Step 4: Use these six words to make up a prophecy. Write a poem that uses these six words to communicate the prophecy. You can add as many other words as you like. Don’t worry if others may not fully understand the meaning of the prophecy. They often take a lifetime to decipher.

For the students who really take on this challenge, the results can be very cool. But this year, I found myself more focused on the questions students were asking.

There were the usual categories of questions that students are always asking.


  • Who will I become?
  • What will I be when I grow up?
  • Will I have a good life?
  • Will I ever find true love?
  • Will my fears still exist?

Reading these questions always gives me pangs of compassion for my students, who are in the throes of adolescence. What caught my attention, though, was a new category of questions I had not seen before—questions about humankind in general, and its future.

First, I noticed that more students asked questions that were less about themselves as individuals and more concerned about humanity.


  • Will there ever be true happiness in the world?
  • What does the future have in store for us?

I noticed an awareness of our rapidly changing living conditions, also not something I noticed the last time I did this.


  • Will there be life on Mars?
  • Will there be robots?
  • Will our old customs still be alive?

Finally, there were genuine worries about what will happen to us.


  • Will the world end?
  • Will mankind still be alive?

The number of students who asked questions along these lines stunned me. Students are markedly more worried about the future of us all than they were just a few years ago. Maybe it’s all the dystopian fiction; maybe it’s the growing reality climate change; maybe it’s the impending threat of nuclear warfare. I shouldn’t be surprised. I am more worried too, but somehow seeing these concerns reflected in—and shouldered by—the next generation makes it more real and troubling.

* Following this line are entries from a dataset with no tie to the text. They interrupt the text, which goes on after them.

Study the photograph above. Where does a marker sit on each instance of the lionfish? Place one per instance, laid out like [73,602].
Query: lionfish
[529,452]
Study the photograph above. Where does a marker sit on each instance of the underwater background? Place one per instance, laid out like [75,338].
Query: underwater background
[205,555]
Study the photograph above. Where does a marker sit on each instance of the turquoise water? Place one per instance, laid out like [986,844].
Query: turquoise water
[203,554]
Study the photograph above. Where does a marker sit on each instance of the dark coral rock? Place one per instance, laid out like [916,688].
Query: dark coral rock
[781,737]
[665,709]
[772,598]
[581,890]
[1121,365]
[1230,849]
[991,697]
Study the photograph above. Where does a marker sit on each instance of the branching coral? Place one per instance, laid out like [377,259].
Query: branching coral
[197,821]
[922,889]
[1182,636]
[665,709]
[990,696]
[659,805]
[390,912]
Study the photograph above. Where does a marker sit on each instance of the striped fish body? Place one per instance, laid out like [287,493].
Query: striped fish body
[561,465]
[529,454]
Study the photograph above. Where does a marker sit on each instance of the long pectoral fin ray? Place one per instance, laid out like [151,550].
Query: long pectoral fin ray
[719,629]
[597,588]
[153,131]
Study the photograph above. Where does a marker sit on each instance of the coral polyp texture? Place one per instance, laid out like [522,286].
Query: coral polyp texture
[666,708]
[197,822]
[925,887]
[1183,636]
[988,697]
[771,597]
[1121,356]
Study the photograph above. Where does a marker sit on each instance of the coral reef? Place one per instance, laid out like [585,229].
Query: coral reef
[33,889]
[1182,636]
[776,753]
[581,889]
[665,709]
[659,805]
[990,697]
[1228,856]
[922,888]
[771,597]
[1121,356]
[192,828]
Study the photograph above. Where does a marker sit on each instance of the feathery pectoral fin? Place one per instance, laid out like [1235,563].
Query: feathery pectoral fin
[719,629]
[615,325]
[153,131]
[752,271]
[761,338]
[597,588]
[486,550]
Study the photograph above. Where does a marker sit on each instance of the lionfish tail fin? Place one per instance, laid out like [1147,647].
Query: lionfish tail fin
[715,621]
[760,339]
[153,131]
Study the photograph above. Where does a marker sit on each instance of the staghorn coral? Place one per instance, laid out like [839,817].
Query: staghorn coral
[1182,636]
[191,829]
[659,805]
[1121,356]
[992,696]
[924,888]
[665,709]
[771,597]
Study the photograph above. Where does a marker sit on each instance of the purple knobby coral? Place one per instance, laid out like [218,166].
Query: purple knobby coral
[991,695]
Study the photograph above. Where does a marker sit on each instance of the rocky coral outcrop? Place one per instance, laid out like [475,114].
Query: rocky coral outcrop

I should be thinking about how to support students to handle their anxiety, solve problems, and think through difficult decisions. But what I really want to do is fix this world for them... what they are inheriting is not okay.

Another response to a seemingly unsolvable situation is to make poetry.

Here are a few of the students’ poems (or beginnings of poems—this was just an exercise) in response to their heavy questions.

Will there ever be true happiness in the world?

Six words: trouble years flowing seen stone what

How many years have we suffered,

The blood flowing down the streets

The horrible things we’ve seen

For the world is cold as stone.

And trouble lurks at every corner.

What more can we endure

You haven’t seen it yet

You haven’t seen it yet

Wait

For it can take years...

So

sorry,

No

Will our old customs still be alive?

Six words: wand, save, pride, shadow, hidden, kiss

A girl who was hidden from all

Will at last meet her call

With a wand it will all

Begin

A battle of the shadows she must win

She must save her land with pride or shame

Alone she must do it, but not for fame

She’ll pass a lion with a roar and snake with a hiss

Her biggest challenge will end with a kiss.